Is it ok to return default argument's value by const reference?

Question

Is it ok to return default argument's value by const reference like in the examples below:

https://coliru.stacked-crooked.com/a/ff76e060a007723b

#include <string>

const std::string& foo(const std::string& s = std::string(""))
{
    return s;
}

int main()
{
    const std::string& s1 = foo();
    std::string s2 = foo();

    const std::string& s3 = foo("s");
    std::string s4 = foo("s");
}

Answer 1

It is not safe:

In general, the lifetime of a temporary cannot be further extended by "passing it on": a second reference, initialized from the reference to which the temporary was bound, does not affect its lifetime.

Answer 2

In your code, both s1 and s3 are dangling references. s2 and s4 are ok.

In the first call, the temporary empty std::string object created from the default argument will be created in the context of the expression containing the call.
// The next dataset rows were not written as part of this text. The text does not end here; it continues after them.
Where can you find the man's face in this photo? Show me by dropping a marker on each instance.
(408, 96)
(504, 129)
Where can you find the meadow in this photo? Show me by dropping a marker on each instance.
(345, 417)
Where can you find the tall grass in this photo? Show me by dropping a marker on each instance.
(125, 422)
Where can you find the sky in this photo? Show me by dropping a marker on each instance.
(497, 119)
Therefore, it will die at the end of the definition of s1, which leaves s1 dangling.

In the second call, the temporary std::string object is used to initialize s2, then it dies.
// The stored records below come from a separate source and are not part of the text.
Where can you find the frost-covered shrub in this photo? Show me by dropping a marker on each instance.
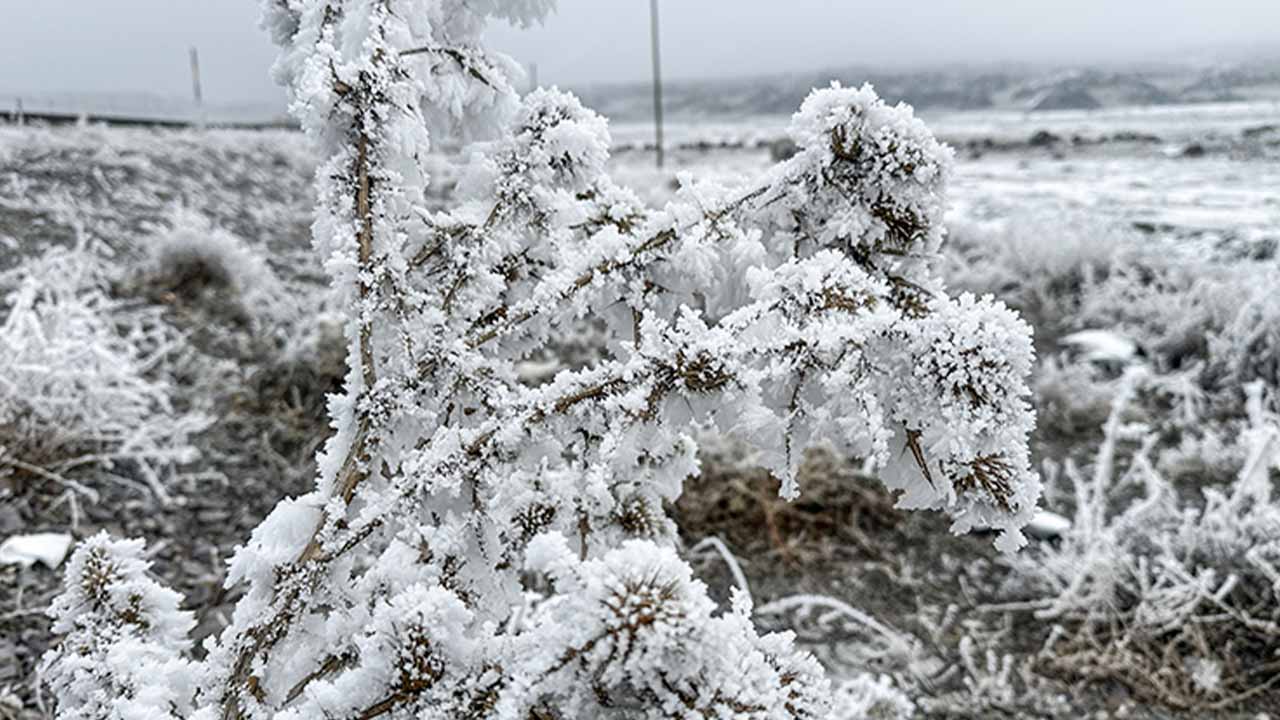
(191, 256)
(123, 638)
(795, 309)
(867, 697)
(80, 386)
(1042, 264)
(1182, 600)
In the third call, the string literal "s" is used to create a temporary std::string object and that also dies at the end of the definition of s3, leaving s3 dangling.

In the fourth call, the temporary std::string object with value "s" is used to initialize s4 and then it dies.
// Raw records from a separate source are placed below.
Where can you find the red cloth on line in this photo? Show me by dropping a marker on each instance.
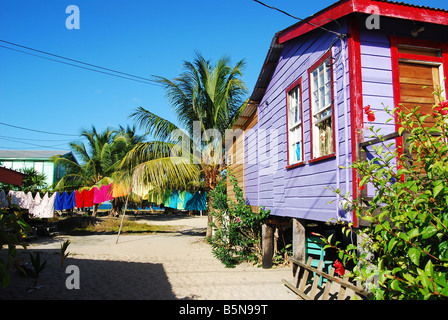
(84, 198)
(104, 193)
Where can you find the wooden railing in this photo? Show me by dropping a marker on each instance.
(334, 287)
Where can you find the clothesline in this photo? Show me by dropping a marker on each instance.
(44, 207)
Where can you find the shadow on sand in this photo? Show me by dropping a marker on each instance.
(99, 280)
See C++17 [class.temporary]/6.1

A temporary object bound to a reference parameter in a function call (8.2.2) persists until the completion of the full-expression containing the call.

Answer 3

It depends on what you do with the string afterwards.

If your question is is my code correct? then yes is it.

From [dcl.fct.default]/2

[ Example: The declaration

void point(int = 3, int = 4);

declares a function that can be called with zero, one, or two arguments of type int. It can be called in any of these ways:

point(1,2);  point(1);  point();

The last two calls are equivalent to point(1,4) and point(3,4), respectively. — end example]

So your code is effectively equivalent to:

const std::string& s1 = foo(std::string(""));
std::string s2 = foo(std::string(""));

All your code is correct, but there is no reference lifetime extension in any of these cases, since the return type is a reference.

Since you call a function with a temporary, the lifetime of the returned string won't extend the statement.

const std::string& s1 = foo(std::string("")); // okay

s1; // not okay, s1 is dead. s1 is the temporary.

Your example with s2 is okay since you copy (or move) from the temporary before the end of the satement. s3 has the same problem than s1.